Dalam pengelolaan sektor pertanian, terjadi ego lintas sektor di mana sektor pertanian menjadi sektor yang dikalahkan oleh sektor lain. Hal ini membuat pertanian di Indonesia makin menjadi tidak menarik bagi petani kecil dan mikro atau bahkan juga petani menengah dan besar.Pada saat yang sama,pemerintah seperti selalu kewalahan menjamin ketersediaan pupuk,bibit,obat pertanian, dan berbagai insentif pertanian lainnya. Perlu perbaikan kebijakan pertanian. Menurut saya, ada beberapa lingkup yang harus diperbaiki.

Di lingkup faktor produksi, diperlukan sebuah sistem yang menjamin kelangsungan hidup petani.Sengketa lahan akibat konversi lahan yang selama ini terjadi harus diselesaikan agar lahan pertanian dapat tercukupi untuk aktivitas para petani. Perlu juga jaminan distribusi bibit, pupuk, dan pembasmi hama yang terjangkau dan faktor teknologi pengelolaan produksi dan pascaproduksi. Kapasitas dan kemampuan para petani juga harus ditingkatkan.

Petani kita tidak hanya harus mengerti ilmu menanam, tapi yang penting juga mengerti manajemen pertanian,pengolahan pascaproduksi,dan manajemen distribusi.Akses modal harus dibuka dan disediakan pemerintah.Terlebih lagi para petani membutuhkan koperasi agar hasil-hasil produksi mereka dapat dikelola dengan lebih baik untuk menjamin kesejahteraan para petani. Dalam hal distribusi dan perdagangan, perlu langkah-langkah untuk menjamin penyerapan produk pertanian dengan harga yang pantas.

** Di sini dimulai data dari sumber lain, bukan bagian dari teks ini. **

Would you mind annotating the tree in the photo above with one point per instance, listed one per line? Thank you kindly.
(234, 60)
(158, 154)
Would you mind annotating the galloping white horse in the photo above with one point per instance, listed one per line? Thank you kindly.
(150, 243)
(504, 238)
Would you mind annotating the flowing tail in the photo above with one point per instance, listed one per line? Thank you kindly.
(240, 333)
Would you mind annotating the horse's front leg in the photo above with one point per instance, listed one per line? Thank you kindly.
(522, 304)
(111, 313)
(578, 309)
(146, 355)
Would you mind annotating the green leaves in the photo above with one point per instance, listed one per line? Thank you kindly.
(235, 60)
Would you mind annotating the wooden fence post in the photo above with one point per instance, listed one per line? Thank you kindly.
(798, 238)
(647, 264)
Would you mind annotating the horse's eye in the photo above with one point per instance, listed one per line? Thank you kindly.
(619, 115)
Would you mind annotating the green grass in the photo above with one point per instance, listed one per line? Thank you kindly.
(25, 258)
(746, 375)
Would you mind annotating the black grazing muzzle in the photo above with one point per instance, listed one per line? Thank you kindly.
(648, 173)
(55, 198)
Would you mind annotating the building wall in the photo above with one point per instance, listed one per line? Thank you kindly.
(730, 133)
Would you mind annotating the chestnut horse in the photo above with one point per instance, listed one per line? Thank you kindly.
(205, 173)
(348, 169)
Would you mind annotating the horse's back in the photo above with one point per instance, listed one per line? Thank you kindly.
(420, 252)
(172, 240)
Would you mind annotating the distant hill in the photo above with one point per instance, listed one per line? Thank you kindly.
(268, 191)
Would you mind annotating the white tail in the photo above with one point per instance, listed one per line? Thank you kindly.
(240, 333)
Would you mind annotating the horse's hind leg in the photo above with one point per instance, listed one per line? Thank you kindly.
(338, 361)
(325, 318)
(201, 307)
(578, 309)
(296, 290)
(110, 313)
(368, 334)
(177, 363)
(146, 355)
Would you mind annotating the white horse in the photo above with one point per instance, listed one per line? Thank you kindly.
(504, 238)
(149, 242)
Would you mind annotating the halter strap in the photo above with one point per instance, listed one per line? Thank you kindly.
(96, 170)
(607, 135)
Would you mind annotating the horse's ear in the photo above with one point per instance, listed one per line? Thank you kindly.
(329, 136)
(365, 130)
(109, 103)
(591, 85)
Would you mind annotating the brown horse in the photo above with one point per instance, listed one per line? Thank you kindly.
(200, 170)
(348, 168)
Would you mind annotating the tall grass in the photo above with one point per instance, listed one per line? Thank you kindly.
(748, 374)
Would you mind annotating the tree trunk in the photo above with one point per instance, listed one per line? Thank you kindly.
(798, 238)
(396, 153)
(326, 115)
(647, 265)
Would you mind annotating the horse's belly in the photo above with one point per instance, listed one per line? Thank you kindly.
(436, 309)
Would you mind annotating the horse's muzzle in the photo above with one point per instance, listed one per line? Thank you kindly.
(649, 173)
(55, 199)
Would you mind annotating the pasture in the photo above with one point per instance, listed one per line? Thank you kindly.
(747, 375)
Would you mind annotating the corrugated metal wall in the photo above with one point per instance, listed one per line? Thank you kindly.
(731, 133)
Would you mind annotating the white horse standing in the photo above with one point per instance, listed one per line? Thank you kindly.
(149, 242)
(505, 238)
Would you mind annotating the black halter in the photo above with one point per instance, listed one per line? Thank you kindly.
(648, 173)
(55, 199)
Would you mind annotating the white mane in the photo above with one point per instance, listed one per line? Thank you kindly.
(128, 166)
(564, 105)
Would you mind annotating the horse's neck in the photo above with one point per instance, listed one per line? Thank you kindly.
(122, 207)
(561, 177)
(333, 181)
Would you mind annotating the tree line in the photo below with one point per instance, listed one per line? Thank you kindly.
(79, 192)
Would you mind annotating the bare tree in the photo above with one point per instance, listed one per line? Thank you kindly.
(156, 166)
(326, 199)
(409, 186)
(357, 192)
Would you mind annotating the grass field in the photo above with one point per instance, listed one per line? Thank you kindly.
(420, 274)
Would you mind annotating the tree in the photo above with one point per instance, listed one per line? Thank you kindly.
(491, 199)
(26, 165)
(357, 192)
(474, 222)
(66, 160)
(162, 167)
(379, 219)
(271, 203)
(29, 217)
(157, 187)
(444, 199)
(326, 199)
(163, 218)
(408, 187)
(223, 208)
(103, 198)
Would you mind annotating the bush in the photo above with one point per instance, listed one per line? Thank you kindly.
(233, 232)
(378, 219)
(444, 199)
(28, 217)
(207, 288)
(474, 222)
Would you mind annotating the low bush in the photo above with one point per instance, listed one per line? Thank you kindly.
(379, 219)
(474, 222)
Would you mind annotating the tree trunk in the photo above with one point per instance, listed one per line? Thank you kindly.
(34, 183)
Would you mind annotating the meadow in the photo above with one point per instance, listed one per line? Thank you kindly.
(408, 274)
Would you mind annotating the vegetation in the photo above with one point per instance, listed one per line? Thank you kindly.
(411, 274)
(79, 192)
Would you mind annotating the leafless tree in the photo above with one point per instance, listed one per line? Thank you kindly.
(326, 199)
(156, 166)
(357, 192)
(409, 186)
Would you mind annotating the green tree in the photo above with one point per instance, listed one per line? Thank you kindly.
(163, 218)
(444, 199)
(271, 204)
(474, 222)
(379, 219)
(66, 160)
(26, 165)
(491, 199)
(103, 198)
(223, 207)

Diperlukan beberapa insentif baik berupa proteksi langsung maupun tak langsung untuk melindungi produksi pertanian domestik dari serbuan produk impor, insentif fiskal,insentif pembiayaan, insentif di bidang pergudangan, perbaikan infrastruktur dan sarana lainnya. Dengan perbaikan di berbagai lingkup tersebut, diharapkan ”Petani Bisa Kaya” bukan lagi sekadar slogan. Jika petani sejahtera, berarti sebagian dari persoalan bangsa ini dapat kita selesaikan.